Add simple Hugo configuration for static PINVAL generation by jeancochrane · Pull Request #40 · ccao-data/homeval

jeancochrane · 2025-05-05T23:28:02Z

This PR adds a simple Hugo site that we can use to generate PINVAL reports. For now, the Hugo configuration is defined in parallel to the existing Quarto configuration, so that we can maintain the legacy Quarto process while we continue work on the Hugo process. Once the Hugo process is production-ready, I'll put up a follow-up PR that removes the legacy Quarto doc for the sake of cleanliness.

Testing

To test out the Hugo site:

Open WSL
Clone or navigate to the pinval repo
Make sure you have Hugo installed: sudo snap install hugo
- This will prompt you for your terminal user password
- Run hugo version to confirm that it installed correctly
  - You might need to open a new shell before the CLI is available in your path
Navigate to the pinval/pinval/ subdirectory
Run hugo serve
Navigate to http://localhost:1313/example-single-card/ to view the sample single-card report
Navigate to http://localhost:1313/example-multi-card/ to view the sample multi-card report

Benchmarking

Build time

I was curious how fast Hugo can build this report, and how much memory/CPU we'd need to build a full tri worth of reports. I used a quick command like this one to copy the single card report N times:

$ export N=500000
$ time for i in $(seq 1 $N); do cp content/example-single-card.md "content/example-single-card-${i}.md"; done

I tried running on 500k reports but ended up running out of memory on my 16GB laptop. Public repo GitHub runners have 16GB RAM while private repo runners have 7GB RAM, so this indicates that we probably can't build an entire tri in one shot.

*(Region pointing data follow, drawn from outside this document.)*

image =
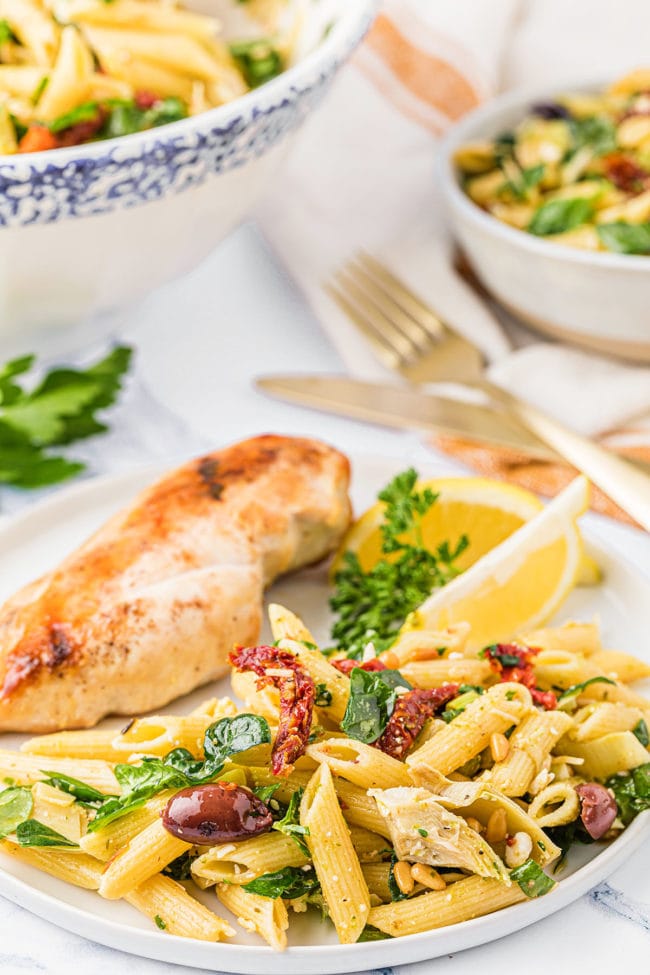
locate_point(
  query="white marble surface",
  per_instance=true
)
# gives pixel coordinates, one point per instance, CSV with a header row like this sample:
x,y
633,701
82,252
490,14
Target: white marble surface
x,y
198,343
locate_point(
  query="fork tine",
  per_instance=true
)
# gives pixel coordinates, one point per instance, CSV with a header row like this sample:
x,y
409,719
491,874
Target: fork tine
x,y
401,343
402,296
384,351
386,305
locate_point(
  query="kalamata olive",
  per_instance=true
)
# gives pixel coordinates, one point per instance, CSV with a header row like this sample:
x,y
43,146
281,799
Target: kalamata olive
x,y
220,812
598,808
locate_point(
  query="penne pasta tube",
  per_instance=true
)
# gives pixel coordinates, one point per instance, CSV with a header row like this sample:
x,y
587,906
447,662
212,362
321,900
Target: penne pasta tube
x,y
266,916
145,855
435,673
501,707
361,764
175,911
75,868
461,901
335,860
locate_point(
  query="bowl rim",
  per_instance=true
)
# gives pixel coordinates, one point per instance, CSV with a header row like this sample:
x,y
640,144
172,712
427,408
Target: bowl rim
x,y
347,30
463,131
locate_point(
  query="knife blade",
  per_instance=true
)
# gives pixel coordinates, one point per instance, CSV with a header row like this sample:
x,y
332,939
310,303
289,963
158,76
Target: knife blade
x,y
405,409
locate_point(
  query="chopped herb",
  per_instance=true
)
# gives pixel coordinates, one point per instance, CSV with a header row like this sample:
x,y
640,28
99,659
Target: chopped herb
x,y
61,408
15,807
371,702
323,697
372,606
641,731
568,698
290,822
395,893
558,216
258,61
631,791
33,833
625,238
372,934
289,882
532,879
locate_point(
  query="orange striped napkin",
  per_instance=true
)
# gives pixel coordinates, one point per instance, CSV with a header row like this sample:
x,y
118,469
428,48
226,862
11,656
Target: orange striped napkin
x,y
363,175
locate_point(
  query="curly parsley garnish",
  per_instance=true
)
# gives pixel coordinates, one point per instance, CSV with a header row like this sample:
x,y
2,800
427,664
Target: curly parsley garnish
x,y
372,606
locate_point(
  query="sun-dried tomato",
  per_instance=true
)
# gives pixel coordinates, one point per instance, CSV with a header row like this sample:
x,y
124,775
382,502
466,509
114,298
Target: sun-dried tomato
x,y
625,173
297,694
409,714
346,666
521,673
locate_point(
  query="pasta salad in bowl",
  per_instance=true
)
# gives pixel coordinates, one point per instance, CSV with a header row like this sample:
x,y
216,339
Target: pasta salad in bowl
x,y
549,195
135,134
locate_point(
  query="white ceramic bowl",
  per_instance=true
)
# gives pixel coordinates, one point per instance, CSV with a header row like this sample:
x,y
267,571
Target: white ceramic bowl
x,y
86,230
598,300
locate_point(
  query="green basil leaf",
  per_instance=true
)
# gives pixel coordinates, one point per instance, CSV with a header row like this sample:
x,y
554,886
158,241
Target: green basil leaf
x,y
640,730
289,882
568,697
625,238
532,879
15,807
86,794
558,216
33,833
230,736
290,823
371,702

I started at 100k reports and incrementally increased the number of reports until I ran out of memory. On my machine, memory starts to max out and things start to slow down around 250k reports, but 250k reports run very fast:

$ time hugo build
Start building sites …
hugo v0.147.0-7d0039b86ddd6397816cc3383cb0cfa481b15f32+extended linux/amd64 BuildDate=2025-04-25T15:26:28Z VendorInfo=snap:0.147.0

                   |   EN
-------------------+---------
  Pages            | 250002
  Paginator pages  |      0
  Non-page files   |      0
  Static files     |      7
  Processed images |      0
  Aliases          |      0
  Cleaned          |      0

Total in 88588 ms

real    1m30.243s
user    12m14.501s
sys     1m50.962s

The important number there is the real wall clock time: 90 seconds to generate 200k reports.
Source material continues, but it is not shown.